The Wellcome Trust is hoping to borrow €400m (£307m) from a range of investors through what it says is the first issue of long-term euro debt by a charity.
The health research charity’s bonds are due in 2027 and have a final coupon of 1.125 per cent. This means that, until 2027, an investor will be paid 1.125 per cent of the value of their initial investment each year, and will then have their initial payment returned in 2027.
According to an article today in The Times newspaper, the bond issue is oversubscribed by seven and a half times because investors fear deflation in the eurozone.
The Wellcome Trust also issued pound sterling bonds in 2006 – it said at the time it was the first UK charity to do so – and again in 2009 and 2014, worth a combined total of £975m.

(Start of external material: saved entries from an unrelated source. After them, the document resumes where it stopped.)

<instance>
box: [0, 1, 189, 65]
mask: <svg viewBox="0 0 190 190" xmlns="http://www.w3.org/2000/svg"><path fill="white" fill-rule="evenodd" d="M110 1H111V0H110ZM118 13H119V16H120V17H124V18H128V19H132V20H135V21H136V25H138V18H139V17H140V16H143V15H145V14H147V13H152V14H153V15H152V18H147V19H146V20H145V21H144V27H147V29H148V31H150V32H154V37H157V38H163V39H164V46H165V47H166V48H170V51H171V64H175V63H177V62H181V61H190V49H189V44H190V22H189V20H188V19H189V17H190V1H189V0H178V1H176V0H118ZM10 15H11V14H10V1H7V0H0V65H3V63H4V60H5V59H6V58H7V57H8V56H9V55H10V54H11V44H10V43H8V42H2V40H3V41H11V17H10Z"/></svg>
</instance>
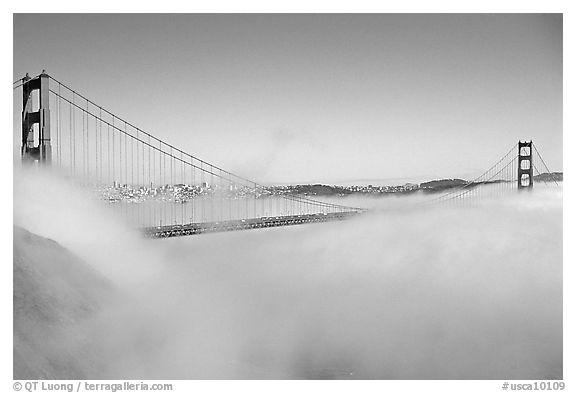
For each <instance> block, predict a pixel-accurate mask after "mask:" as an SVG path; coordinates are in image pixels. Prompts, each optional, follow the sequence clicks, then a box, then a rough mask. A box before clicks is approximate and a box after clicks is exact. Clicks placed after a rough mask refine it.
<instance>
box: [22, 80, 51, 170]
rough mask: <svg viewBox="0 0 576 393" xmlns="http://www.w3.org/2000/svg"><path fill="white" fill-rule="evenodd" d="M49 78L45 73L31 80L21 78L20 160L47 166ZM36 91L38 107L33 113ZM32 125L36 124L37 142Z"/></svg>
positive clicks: (49, 154) (48, 133) (33, 109)
mask: <svg viewBox="0 0 576 393" xmlns="http://www.w3.org/2000/svg"><path fill="white" fill-rule="evenodd" d="M49 79H50V77H49V76H48V74H46V71H44V70H42V74H40V75H39V76H38V77H36V78H34V79H32V78H30V76H29V75H28V74H26V76H25V77H24V78H22V82H23V83H22V160H24V161H28V160H30V161H39V162H40V163H42V164H49V163H50V161H51V160H52V146H51V145H50V99H49V98H50V97H49V94H50V92H49V84H48V81H49ZM35 90H38V97H39V105H38V110H37V111H34V109H33V107H34V106H33V102H32V93H33V92H34V91H35ZM34 124H38V140H37V141H36V140H34Z"/></svg>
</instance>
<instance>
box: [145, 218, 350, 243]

A statement from Danny Truell, chief investment officer of the trust, said: "These bonds represent our inaugural issuance in euros and we are delighted to be able to extend access to our strong balance sheet to a broader investor base.
"We believe we are the first independent charity to issue long-term euro debt, and it is testament to the strength of our financial position that we have seen such strong demand for these bonds."
The charity’s recently published accounts for the year to 30 September 2014 show that the total value of the trust’s funds rose by £1.7bn to £16.7bn over the year. The Wellcome Trust is, after the Bill & Melinda Gates Foundation, the world’s second-biggest foundation.